Lifestyle and acquired causes:
• Excess visceral fat — releases inflammatory signals that directly impair insulin signaling
• Physical inactivity — skeletal muscle is the largest glucose-consuming tissue; inactivity sharply reduces its glucose uptake
• High-glycemic diets — repeated large insulin releases from refined carbs desensitize receptors over time
• Poor sleep — even one week of less than 6 hours per night measurably worsens insulin sensitivity; cortisol directly antagonizes insulin's effects
• Chronic stress — elevated cortisol raises blood glucose and drives abdominal fat deposition
• Certain medications — corticosteroids, some antipsychotics, and certain HIV treatments
• Hypothyroidism
• Cushing's syndrome
• PCOS — insulin resistance is a central feature, and the two drive each other in a self-reinforcing cycle
• Family history of Type 2 diabetes or prediabetes
How It's Diagnosed — And Why Standard Tests Miss It
Most primary care visits include a fasting glucose or A1c test. These measure glucose — but insulin resistance can be present for over a decade with normal glucose levels because the pancreas is compensating. To detect it early, you need to measure insulin directly or use surrogate markers.
Key lab markers to know:
• Fasting Glucose — optimal below 90 mg/dL; standard screen but misses early IR
• Fasting Insulin — optimal below 7 µIU/mL; earliest marker of IR, often abnormal years before glucose rises. Must be ordered specifically — not included in standard panels.

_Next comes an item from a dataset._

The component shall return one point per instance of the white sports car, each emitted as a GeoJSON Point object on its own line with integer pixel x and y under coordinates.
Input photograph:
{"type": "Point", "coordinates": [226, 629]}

• HOMA-IR — calculated as (Fasting Glucose × Fasting Insulin) ÷ 405. Below 1.5 is optimal; above 2.9 is significant IR.
• HbA1c — optimal below 5.4%; prediabetes threshold is 5.7%
• Triglycerides — optimal below 100 mg/dL; elevated TG is a direct consequence of hepatic insulin resistance
• HDL Cholesterol — optimal above 60 mg/dL; low HDL correlates strongly with insulin resistance
• TG:HDL Ratio — optimal below 1.5; above 3.0 is a strong surrogate for insulin resistance. Divide your TG by your HDL — it's already on your standard labs.

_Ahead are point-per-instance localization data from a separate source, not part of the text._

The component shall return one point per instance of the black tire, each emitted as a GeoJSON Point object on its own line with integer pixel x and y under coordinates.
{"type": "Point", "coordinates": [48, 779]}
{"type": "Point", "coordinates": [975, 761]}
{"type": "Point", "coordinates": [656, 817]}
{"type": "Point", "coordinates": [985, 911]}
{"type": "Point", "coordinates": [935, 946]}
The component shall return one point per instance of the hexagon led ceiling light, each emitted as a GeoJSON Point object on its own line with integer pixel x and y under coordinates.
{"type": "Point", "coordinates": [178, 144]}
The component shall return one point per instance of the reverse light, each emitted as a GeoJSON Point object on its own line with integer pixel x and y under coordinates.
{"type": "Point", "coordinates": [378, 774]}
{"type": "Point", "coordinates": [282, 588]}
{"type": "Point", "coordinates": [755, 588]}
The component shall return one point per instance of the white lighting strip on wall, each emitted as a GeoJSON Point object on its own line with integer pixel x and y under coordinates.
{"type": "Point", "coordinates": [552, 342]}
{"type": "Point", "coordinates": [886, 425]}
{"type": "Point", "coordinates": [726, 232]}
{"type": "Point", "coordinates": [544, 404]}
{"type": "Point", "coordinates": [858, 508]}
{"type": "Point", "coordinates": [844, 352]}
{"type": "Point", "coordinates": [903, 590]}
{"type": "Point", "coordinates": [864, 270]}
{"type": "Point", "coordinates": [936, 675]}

• hsCRP — optimal below 1.0 mg/L; chronic inflammation accelerates insulin resistance
Yes — and this is the most important message in this article. Insulin resistance is highly responsive to intervention. The NIH Diabetes Prevention Program trial showed lifestyle intervention reduced progression to Type 2 diabetes by 58% — more effective than metformin alone.
Evidence-based strategies:
• Weight loss of 5–10% of body weight produces measurable improvements in insulin sensitivity
• Resistance training builds skeletal muscle, the primary site of glucose disposal — more muscle means more insulin-independent glucose uptake
• Reducing refined carbohydrate intake lowers the glycemic stimulus driving insulin surges
• Improving sleep (7–9 hours) restores normal cortisol patterns and insulin sensitivity
• Stress management — chronic cortisol is a direct antagonist of insulin signaling
• Medications — metformin, GLP-1 receptor agonists (semaglutide, tirzepatide), and SGLT2 inhibitors all improve insulin sensitivity through different mechanisms
Meaningful improvements in HOMA-IR, fasting insulin, and TG:HDL can be seen in as little as 8–12 weeks with consistent changes. Full reversal of prediabetes is achievable within 6–18 months of structured metabolic care.

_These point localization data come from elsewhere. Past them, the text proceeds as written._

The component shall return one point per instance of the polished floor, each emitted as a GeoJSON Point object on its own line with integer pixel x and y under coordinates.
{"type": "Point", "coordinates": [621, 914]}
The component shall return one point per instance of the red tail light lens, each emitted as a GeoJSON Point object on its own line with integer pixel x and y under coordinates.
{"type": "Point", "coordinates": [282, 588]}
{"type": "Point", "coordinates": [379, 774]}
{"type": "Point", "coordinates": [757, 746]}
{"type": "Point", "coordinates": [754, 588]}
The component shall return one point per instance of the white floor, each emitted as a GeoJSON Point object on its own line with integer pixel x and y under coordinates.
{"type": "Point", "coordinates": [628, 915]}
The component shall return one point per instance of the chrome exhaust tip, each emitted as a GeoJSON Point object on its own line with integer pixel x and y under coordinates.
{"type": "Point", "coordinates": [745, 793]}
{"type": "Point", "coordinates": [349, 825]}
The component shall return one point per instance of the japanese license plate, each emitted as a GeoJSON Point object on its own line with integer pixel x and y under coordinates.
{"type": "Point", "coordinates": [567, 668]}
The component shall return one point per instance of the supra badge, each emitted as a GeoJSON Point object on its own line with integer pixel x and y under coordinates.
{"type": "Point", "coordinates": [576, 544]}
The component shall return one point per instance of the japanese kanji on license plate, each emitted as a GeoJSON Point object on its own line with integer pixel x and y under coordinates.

The Best Diet for Insulin Resistance
Prioritize: non-starchy vegetables, lean proteins, healthy fats (olive oil, avocado, nuts), low-glycemic fruits (berries, citrus), legumes, and whole grains in moderation.
Limit or avoid: refined carbohydrates, added sugars and sweetened beverages, ultra-processed foods, and excess alcohol.
Approaches with the strongest evidence include the Mediterranean diet, low-glycemic index diets, and low-carbohydrate diets.